- The Washington Times - Sunday, December 3, 2006

Dear Sgt. Shaft:

Out of the confusion and chaos prior to World War II and through the Blind Rehabilitation Service’s (BRS) dedicated effort, a centralized model to provide blinded veterans the best state-of-the-art care and rehabilitation was born. The program provided blinded veterans with the ability to apply proven techniques to maximize independence and self-confidence and integrate into society as much as their potential permitted. The first step to rehabilitation is to maximize the effort toward self-sufficiency so that a blinded veteran can contribute to society.

The BRS centralized model, program philosophy and techniques accomplished this mission, resulting in acceptance and adaptation as the worldwide model. In 1968, the Veterans Administration agreed to adapt the BRS centralized model, which relied on well-trained, dedicated rehabilitation staff that provided an individualized program of instruction based on assessed needs of blind veterans. Civilian programs trying to emulate BRS techniques met with limited results because they lacked uniformity and the highly disciplined training methodology required for success.

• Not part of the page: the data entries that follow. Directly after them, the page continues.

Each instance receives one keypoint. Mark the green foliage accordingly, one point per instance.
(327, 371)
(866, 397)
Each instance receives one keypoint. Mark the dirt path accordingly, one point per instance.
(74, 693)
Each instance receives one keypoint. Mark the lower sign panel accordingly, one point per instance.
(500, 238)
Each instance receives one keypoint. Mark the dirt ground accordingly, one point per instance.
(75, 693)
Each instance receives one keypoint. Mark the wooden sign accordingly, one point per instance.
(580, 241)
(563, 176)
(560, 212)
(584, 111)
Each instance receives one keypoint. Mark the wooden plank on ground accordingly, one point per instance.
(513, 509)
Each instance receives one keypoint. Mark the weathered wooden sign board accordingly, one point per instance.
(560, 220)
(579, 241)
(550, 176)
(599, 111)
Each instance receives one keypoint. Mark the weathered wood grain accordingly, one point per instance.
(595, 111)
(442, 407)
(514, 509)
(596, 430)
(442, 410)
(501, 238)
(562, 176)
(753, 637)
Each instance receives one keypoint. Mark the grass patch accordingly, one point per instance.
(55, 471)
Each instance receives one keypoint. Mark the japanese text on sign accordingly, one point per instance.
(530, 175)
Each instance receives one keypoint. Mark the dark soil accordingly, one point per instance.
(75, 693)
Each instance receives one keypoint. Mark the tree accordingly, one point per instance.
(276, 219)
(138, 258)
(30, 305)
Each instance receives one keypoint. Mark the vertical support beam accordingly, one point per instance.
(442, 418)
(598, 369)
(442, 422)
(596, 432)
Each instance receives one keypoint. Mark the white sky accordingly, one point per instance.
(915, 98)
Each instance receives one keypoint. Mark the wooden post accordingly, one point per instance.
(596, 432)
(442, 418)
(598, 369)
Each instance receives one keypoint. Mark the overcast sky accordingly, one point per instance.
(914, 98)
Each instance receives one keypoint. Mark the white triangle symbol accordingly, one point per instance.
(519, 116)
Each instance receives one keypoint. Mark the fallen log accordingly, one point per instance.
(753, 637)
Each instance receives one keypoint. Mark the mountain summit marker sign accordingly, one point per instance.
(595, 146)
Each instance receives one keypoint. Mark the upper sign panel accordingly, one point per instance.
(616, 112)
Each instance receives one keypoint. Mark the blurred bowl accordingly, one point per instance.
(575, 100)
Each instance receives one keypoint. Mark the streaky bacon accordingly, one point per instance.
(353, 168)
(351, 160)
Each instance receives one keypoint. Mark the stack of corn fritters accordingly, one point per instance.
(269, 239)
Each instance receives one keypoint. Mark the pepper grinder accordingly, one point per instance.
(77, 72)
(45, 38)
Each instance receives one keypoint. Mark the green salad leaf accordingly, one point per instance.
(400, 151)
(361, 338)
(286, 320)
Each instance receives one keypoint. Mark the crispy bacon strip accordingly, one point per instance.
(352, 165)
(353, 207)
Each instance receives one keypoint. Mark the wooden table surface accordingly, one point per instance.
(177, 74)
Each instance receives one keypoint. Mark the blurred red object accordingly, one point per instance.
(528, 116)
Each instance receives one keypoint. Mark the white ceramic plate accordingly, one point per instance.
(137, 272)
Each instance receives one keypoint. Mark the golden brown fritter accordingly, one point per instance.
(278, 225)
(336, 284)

This coupling of a centralized structure incorporating the firsthand rehabilitation experience of blinded veterans produced a successful uniformity of effort and a BRS program that was always the envy of the world.

Today I am sad to report for the past decade this successful and highly emulated centralization model was discontinued by the VA. As a result, tremendous backlogs of Iraq and other aging blinded veterans with additional health problems are being treated unfairly by a medical model that forces them to wait for rehabilitation. This delay increases rehabilitation wait time and cost, and is frustrating for our blinded veterans.

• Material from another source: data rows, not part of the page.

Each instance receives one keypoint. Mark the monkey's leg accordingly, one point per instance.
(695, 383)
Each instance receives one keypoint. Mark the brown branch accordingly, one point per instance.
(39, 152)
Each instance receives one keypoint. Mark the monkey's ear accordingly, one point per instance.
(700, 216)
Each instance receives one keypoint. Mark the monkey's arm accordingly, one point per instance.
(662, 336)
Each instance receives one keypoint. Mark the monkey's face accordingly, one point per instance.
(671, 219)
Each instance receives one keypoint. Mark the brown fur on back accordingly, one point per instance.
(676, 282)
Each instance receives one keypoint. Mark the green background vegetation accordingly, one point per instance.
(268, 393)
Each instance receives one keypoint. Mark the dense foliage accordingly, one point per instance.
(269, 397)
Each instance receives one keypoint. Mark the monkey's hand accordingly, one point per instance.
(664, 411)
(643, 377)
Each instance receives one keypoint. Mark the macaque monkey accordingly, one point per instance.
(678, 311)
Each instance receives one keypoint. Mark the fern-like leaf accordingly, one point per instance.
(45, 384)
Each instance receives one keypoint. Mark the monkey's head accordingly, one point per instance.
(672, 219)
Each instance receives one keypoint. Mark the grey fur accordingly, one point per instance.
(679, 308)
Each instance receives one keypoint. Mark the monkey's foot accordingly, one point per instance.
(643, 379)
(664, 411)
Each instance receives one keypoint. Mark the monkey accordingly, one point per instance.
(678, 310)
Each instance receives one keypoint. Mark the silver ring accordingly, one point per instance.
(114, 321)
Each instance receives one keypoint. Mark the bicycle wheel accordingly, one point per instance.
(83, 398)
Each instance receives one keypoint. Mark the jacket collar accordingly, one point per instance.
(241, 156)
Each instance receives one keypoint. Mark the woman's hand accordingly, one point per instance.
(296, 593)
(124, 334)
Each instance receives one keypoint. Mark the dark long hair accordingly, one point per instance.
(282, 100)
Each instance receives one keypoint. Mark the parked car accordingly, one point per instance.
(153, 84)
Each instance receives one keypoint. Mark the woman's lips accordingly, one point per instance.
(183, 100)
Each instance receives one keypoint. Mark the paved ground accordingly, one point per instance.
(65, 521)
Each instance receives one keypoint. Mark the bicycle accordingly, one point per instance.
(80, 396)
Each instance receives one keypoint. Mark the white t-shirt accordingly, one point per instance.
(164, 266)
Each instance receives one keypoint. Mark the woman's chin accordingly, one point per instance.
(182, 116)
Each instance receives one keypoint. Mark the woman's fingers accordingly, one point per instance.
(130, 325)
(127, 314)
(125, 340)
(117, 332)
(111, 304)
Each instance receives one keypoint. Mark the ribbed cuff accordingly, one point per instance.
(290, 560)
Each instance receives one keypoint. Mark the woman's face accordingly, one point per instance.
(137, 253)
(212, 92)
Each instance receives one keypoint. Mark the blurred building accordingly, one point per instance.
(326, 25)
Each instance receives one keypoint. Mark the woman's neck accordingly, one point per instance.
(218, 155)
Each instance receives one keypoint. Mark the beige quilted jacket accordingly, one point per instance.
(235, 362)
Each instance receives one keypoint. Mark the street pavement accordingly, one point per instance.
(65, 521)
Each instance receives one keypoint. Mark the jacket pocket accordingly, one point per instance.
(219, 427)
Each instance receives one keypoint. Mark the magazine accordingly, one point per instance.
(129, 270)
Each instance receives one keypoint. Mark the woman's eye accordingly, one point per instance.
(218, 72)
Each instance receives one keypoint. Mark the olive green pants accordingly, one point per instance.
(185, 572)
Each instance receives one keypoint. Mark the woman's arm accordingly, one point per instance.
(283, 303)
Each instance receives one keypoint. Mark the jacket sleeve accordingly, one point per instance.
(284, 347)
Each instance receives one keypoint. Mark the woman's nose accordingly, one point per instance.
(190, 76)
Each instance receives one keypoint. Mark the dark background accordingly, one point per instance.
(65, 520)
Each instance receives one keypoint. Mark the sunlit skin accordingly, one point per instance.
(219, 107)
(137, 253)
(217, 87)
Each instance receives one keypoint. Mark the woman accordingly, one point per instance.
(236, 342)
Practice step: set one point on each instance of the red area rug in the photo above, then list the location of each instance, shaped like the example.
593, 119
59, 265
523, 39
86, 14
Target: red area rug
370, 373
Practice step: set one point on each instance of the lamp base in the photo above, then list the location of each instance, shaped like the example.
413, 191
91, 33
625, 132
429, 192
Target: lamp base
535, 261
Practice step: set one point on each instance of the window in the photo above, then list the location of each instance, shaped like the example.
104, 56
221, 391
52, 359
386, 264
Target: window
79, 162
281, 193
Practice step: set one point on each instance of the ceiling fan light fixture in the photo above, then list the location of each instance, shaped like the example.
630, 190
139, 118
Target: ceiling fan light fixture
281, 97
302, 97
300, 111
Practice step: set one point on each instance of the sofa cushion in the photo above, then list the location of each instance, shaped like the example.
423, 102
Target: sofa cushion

To continue such a system that supports these adverse impacts is criminal. Don’t we owe the “greatest generation” more than our gratitude? To force the BRS to use an unproven decentralized model has the continuing double effect of forcing our Iraq veterans to wait for treatment and/or having to be trained by unqualified personnel.

Due to lack of centralized oversight, some hospital managers, in a misguided approach to cost savings, have required BRS chiefs to limit time, days and scope of training available to blinded veterans, effectively limiting individualized programs and creating generic and watered-down blind rehabilitation.

Individualized programs were never more critically needed than for our soldiers returning from Iraq with improvised explosive device blast injuries that can result in blindness. The administration must reinstate centralization of the BRS program and appropriately upgrade the position of the director of blind rehabilitation, giving it more authority. Our returning Iraq blinded heroes deserve better. Sgt. Shaft, can you help me correct this gross injustice?

Respectfully submitted,

Stephen H. Miyagawa

Blinded Korean War veteran

Dear Steve:

The powers that be at the Department of Veterans Affairs (VA) wanted to increase the authority of the director of blind rehabilitation as a first step toward centralization. The VA secretary, however, informed me that the executive director of the Blinded Veterans Association did not support this decision. I have been informed that the executive director did this without the knowledge of the BVA board or its members.

This leaves the VA with a dysfunctional Blind Rehabilitation Program. Each of its centers operates with different missions and programs. Visual impairment service team coordinators and blind rehabilitation outreach specialists march to different drummers, leaving services to blinded veterans a demographic crapshoot.

A good example of this is the disparity in the lack of availability of ScripTalk, a talking prescription reader for the visually impaired. The availability of this technology and other services should not be determined on where a blinded veteran lives. I urge the secretary to immediately upgrade the director’s position and to centralize this vital program.